There are several reasons why this loan-type is advantageous. You have the ability to upgrade your home in a very cost-efficient way, you can add your own personal style with those renovations, and you can also add instant equity to the home before you even purchase! So not only do you pay less for a home that has the upgrades you may want, but you also pay yourself in equity by personalizing your home!

Homes That Need Renovations Are Cheaper

One of the biggest benefits is that homes that need renovations are usually priced lower on the market. If a home buyer is looking for a home that fits their budget but also wishes to save a bit of money getting the quality of home they want, this is one of the better options. For example, being able to renovate an outdated worn-down kitchen to an upgraded kitchen while rolling in the costs into the mortgage more often than not results in a purchase price lower than a home that has the upgraded kitchen already in the home.

You Can Add Personality To Your New Home

Another advantage to renovating a home and rolling the costs of it into your mortgage loan is the fact that you can add some personal flair to your home without necessarily having to rebuild the entire home. Finding a home that may need a few repairs allows the buyer to make the choice of how they would like those items repaired. A run-down kitchen with soapstone countertops not your thing? Roll in the costs of beautiful granite countertops to give your kitchen that modern look instead. Bring out your personality by renovating and upgrading the way you want!

Instant Equity: Money In Your Pocket Later On!

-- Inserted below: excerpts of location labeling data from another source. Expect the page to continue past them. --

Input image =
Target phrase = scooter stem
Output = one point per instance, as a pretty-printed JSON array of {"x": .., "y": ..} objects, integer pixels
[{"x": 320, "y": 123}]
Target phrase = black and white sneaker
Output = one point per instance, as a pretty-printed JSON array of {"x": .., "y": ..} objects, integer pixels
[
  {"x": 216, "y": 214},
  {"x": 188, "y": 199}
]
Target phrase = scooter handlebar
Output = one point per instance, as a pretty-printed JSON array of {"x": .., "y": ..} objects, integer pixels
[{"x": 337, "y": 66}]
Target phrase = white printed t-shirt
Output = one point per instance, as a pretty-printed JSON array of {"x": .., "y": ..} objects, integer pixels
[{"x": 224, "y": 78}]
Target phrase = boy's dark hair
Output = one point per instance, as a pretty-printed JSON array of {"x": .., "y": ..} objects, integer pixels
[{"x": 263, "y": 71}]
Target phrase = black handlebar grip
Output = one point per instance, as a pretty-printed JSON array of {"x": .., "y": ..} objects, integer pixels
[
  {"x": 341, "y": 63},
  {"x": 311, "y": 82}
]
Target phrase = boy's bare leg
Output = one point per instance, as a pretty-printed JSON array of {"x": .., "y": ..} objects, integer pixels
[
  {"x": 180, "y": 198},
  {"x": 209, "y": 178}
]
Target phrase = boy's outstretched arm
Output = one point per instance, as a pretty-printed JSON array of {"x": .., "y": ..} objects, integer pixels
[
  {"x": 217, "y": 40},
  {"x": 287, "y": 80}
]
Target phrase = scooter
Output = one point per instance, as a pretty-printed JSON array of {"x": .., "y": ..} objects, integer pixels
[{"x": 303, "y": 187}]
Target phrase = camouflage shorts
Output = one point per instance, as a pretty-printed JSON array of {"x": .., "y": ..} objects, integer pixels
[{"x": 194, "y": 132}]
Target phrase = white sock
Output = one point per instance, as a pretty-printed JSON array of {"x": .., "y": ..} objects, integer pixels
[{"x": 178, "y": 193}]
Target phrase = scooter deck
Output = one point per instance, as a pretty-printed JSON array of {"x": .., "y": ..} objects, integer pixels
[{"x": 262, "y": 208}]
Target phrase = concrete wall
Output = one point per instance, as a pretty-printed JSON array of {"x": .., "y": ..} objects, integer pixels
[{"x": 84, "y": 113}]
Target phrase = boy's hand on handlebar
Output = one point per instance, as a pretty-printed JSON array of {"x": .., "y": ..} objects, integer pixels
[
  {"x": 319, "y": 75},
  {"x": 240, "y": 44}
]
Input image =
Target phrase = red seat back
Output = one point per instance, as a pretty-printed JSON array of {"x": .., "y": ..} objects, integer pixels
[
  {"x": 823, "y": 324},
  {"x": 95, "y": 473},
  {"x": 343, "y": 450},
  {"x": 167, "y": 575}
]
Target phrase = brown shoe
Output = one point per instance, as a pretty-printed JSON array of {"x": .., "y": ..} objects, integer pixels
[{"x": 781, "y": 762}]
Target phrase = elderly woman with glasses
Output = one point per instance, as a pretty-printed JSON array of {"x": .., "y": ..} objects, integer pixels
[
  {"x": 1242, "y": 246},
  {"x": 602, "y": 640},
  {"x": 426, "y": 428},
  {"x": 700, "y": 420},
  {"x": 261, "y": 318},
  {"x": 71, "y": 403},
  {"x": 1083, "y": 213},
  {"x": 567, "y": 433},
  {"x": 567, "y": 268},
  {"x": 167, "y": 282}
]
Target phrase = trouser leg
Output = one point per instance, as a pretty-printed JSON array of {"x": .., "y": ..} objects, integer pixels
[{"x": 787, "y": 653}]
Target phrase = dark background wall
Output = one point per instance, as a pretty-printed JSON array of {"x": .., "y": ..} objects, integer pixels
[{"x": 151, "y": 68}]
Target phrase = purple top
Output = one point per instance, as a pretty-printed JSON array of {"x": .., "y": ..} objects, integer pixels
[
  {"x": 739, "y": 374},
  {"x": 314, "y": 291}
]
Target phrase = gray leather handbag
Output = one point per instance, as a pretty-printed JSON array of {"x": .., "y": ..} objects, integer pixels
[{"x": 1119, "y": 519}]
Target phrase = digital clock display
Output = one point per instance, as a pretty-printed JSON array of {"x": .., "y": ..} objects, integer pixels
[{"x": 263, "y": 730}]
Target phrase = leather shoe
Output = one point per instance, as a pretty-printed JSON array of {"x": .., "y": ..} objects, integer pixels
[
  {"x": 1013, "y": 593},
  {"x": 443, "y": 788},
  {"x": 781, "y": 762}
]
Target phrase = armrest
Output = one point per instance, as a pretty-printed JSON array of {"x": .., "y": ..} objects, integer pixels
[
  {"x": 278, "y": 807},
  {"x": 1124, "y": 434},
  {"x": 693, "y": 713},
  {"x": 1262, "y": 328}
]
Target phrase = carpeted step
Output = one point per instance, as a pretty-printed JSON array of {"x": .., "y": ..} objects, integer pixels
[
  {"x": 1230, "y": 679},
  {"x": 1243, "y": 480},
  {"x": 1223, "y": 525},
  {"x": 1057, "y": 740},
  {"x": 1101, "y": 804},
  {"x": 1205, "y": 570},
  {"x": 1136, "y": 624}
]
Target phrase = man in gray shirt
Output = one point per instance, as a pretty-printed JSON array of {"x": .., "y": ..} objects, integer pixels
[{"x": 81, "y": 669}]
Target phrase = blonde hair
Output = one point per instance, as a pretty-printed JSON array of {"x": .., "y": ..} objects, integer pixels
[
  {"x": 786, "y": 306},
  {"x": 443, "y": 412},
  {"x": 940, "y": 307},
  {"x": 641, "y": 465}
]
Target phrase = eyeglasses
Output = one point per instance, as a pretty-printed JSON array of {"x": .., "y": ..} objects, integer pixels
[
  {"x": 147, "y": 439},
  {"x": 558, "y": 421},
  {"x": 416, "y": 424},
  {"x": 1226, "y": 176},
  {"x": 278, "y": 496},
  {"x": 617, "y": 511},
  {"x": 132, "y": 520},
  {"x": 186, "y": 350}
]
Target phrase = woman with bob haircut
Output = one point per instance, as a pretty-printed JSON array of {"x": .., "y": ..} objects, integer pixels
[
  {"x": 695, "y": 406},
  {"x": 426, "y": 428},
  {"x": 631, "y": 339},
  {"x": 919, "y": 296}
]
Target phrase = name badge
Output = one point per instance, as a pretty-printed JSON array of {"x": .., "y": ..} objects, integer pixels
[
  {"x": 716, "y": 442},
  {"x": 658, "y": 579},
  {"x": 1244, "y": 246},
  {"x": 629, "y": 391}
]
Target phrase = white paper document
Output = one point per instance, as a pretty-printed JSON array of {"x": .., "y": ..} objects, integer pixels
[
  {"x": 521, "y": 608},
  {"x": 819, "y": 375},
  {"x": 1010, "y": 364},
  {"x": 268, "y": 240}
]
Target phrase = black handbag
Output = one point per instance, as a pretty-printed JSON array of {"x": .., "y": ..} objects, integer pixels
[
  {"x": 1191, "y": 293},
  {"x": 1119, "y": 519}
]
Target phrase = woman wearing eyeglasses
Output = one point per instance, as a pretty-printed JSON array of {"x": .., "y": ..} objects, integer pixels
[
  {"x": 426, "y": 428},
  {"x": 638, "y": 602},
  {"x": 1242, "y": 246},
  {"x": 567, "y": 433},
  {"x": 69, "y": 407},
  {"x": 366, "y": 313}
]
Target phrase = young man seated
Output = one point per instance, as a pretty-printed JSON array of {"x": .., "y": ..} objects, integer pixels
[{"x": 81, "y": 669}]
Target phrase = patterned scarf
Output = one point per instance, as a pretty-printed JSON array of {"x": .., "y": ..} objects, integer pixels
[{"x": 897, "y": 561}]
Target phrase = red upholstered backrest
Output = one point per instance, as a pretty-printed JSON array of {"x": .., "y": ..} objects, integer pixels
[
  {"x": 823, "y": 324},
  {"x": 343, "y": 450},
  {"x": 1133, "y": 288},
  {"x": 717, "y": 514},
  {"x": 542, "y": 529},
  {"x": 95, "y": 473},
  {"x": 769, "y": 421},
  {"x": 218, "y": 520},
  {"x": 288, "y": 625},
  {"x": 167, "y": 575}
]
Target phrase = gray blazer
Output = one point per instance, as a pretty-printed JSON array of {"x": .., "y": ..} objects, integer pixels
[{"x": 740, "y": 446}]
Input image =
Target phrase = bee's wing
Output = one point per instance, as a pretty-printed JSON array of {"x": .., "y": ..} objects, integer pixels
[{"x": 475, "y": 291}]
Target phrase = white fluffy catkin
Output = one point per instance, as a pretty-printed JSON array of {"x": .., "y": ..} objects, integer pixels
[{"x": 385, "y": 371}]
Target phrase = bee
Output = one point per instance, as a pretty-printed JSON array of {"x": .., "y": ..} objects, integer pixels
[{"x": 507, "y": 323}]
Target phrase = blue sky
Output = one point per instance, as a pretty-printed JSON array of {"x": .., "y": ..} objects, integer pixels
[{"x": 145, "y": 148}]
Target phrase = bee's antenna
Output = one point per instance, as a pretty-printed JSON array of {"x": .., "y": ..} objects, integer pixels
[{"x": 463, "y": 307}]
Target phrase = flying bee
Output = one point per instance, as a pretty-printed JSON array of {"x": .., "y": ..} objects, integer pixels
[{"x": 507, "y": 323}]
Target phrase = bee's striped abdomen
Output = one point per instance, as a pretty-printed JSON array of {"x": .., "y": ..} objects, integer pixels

One of the biggest advantages is the fact you are adding value to your home before you even purchase it. By upgrading core areas like bathrooms, kitchens, decks or patios, you are adding those amenities to your home. This would be a very strategic way to get the most out of a possible cash-out refinance later on down the road, putting even more money back into your pocket upon receiving a favorable appraisal to determine your home’s new value. Alternatively, if you’re looking to upgrade into a new house altogether, selling your previous home that now has recent upgrades will increase the selling price as well. Not only do you save money making the purchase to begin with, but you also make money in equity after the renovations are complete!